JOLLY MILLER, MARLBOROUGH STREET

The map indicates the Jolly Miller with an ‘x’ in Marlborough Street, on the corner of cottage square.  This is another one of those off the main road pubs for which, frustratingly a photo has yet to be found.

The origins of the beer house are also obscure.  (JR) has Mary Cheney as victualler circa1840 – although this hasn’t been firmly established – and he also has Thomas Beasley as victualler from 1846.  That is more certain, as an auction house advert in November 1849 December declared: 

 ‘An auction to be held of Bakehouse, four tenements and outbuildings situated in the yard belonging to Thomas Beasley, pleasantly situated in Union St off Welford Rd , plus appurtenances also in the occupation of Thomas Beasley in Union Place, which has in the past years been used as a beerhouse.’

The ad states both Union Street and Union Place, which may have been a misprint – Union Place was to be renamed Marlborough Street.

It is also known that Thomas Beasley was living with his family in Union Place in 1836 as his daughter Mary Ann, died there that year, aged just 17.

In official directories Thomas and wife Anne were recorded as victuallers from circa 1840s until circa 1869.

It can be deduced from the above snippets, therefore, that Thomas Beasley, baker, (consequently the name Jolly Miller), and beerhouse keeper, ran the beerhouse from circa 1830s for the next thirty-odd years.  Even the after auction of 1849, Thomas and family continued to trade from there, so the outcome of the auction seems not to have produced a buyer.

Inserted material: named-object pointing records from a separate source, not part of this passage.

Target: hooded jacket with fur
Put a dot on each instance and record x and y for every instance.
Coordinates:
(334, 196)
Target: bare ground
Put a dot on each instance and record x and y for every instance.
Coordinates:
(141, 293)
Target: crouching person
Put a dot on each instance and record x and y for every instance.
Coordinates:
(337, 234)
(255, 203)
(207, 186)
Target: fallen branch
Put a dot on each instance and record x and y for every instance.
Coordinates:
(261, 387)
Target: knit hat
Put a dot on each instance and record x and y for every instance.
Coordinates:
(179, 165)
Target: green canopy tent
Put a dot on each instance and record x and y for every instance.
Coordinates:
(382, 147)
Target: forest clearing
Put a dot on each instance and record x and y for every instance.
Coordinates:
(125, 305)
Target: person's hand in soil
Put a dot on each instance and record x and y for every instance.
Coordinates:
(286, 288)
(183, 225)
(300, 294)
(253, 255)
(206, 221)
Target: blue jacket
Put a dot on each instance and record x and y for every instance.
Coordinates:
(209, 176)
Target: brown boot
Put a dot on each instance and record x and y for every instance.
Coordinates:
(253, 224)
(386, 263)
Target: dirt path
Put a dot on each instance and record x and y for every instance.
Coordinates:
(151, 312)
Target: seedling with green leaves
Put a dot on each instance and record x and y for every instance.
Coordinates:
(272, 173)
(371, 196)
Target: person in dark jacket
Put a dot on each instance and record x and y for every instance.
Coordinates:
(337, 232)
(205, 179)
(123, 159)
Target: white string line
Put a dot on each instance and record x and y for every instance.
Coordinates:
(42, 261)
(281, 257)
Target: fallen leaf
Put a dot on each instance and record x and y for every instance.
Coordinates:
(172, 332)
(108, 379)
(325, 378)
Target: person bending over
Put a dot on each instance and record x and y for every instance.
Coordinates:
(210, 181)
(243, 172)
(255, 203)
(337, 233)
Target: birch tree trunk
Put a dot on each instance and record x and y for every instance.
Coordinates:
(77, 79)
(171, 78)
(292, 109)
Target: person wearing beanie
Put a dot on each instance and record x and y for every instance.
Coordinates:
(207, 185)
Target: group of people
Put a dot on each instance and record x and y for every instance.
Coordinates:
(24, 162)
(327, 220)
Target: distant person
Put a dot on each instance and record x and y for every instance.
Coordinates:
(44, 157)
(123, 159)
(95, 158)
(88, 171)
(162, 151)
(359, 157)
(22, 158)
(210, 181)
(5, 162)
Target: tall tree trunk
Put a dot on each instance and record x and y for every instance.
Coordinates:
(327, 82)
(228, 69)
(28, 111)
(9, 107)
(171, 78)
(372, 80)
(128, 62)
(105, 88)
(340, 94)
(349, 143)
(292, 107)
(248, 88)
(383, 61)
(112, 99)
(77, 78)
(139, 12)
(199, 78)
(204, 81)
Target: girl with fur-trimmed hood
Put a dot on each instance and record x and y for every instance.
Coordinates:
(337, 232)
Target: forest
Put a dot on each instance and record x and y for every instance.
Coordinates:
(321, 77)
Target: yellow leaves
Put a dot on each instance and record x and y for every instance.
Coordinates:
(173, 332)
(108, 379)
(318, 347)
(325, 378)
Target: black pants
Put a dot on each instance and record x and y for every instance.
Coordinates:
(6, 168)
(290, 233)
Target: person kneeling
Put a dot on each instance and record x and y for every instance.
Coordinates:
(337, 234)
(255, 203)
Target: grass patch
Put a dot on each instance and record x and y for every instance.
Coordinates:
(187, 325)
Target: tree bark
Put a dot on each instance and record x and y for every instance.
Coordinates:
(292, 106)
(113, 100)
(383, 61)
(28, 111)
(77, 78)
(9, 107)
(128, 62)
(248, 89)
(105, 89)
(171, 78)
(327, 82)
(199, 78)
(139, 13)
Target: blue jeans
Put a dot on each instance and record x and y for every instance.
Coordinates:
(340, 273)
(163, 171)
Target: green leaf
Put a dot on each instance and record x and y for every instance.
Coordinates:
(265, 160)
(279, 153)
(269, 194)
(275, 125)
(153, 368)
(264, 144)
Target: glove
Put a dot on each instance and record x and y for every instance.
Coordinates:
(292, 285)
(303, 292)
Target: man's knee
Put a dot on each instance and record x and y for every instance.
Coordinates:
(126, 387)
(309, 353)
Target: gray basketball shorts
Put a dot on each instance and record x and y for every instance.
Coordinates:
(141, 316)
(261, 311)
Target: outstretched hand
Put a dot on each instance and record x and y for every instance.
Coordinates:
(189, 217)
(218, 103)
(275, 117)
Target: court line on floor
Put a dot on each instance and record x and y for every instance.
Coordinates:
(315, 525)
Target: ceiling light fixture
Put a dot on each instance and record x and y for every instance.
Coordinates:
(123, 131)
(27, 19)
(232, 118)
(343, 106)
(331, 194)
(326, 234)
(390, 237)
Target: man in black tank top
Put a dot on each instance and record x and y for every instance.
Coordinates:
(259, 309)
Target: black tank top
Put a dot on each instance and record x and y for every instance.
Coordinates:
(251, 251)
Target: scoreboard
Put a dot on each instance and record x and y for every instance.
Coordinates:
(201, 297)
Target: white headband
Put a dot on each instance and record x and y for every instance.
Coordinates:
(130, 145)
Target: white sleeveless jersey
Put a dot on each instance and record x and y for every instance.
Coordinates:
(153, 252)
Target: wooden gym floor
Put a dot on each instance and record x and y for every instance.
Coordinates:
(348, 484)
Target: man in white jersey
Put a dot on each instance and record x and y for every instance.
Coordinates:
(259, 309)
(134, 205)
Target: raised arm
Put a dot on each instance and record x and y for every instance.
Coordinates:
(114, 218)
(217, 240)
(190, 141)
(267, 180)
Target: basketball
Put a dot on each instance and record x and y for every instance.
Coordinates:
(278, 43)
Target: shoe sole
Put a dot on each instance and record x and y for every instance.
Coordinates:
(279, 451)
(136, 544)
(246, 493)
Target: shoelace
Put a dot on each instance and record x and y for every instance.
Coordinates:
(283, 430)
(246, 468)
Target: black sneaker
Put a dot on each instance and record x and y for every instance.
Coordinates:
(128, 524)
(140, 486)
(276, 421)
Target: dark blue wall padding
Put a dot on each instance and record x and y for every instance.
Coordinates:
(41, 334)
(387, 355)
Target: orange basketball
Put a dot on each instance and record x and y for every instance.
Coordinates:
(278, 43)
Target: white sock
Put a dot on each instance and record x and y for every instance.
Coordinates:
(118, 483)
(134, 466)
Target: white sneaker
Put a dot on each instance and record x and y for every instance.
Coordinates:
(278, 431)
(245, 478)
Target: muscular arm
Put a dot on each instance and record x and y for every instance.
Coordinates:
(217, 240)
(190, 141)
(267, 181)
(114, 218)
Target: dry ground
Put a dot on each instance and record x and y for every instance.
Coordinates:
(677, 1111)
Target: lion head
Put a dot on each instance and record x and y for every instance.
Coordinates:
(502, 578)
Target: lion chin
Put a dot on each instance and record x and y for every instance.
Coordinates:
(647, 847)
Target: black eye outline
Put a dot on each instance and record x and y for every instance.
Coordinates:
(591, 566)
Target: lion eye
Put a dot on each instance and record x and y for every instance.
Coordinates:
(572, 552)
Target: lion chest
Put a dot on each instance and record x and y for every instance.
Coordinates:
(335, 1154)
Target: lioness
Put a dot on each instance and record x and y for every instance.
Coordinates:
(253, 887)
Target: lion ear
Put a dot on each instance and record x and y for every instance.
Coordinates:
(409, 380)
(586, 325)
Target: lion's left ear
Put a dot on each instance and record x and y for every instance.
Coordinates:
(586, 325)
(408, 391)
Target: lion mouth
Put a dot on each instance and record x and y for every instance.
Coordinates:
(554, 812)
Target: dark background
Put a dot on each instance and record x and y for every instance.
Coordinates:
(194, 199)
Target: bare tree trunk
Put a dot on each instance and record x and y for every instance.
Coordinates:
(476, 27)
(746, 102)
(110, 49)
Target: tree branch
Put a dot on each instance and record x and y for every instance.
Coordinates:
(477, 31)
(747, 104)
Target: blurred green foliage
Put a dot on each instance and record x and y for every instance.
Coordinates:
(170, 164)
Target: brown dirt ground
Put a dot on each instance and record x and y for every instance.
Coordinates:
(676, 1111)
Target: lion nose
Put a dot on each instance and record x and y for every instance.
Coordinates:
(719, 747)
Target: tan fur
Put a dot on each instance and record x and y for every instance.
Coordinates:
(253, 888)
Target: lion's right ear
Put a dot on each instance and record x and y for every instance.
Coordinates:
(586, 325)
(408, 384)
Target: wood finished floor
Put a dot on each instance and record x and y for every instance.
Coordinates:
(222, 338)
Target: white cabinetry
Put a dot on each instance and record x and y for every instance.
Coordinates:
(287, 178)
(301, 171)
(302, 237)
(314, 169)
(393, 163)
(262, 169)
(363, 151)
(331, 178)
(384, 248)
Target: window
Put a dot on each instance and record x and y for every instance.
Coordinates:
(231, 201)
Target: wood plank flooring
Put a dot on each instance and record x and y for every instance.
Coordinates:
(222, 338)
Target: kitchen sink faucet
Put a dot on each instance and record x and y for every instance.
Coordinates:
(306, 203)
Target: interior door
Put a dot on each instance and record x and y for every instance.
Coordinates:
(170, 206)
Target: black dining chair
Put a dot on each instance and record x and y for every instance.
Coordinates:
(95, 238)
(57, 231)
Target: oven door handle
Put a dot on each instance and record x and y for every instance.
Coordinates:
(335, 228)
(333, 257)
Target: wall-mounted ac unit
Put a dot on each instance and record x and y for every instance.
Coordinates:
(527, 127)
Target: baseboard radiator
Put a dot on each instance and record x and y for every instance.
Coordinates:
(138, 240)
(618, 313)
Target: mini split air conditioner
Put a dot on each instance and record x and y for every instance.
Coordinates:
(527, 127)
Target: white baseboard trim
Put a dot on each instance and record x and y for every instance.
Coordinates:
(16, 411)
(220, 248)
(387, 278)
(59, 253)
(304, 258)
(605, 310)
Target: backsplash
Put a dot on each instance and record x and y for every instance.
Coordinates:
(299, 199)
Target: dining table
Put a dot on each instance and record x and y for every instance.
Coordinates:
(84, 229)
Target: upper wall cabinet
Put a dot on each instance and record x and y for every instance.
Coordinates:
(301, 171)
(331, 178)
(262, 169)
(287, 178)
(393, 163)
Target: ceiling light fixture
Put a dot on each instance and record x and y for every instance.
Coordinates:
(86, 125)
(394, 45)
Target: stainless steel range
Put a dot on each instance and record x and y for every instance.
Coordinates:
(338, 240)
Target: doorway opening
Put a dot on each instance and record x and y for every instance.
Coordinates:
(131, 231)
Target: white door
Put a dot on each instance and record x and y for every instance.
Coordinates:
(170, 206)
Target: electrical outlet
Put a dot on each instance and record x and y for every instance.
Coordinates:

Apart from a couple of court records of drunkenness and attempted burglary, the only other report is from 1876 when John Wagstaff was licensee.  He entertained a meeting of the Leicester Retail Brewers at the Jolly Miller, where a resolution was passed ‘deeply regretting the passing of Chief Constable F. Goodyear and a letter of condolences be sent to his widow’ – so the Jolly Miller was still brewing at that point.

Thomas Salt of Burton was to later own the pub which closed on the 23rd of December 1919.   

The photograph shows the Welford Coffee House on corner of Welford road and Marlborough Street.  The Jolly Miller is tantalisingly just out of shot but nonetheless an atmospheric photo of its time.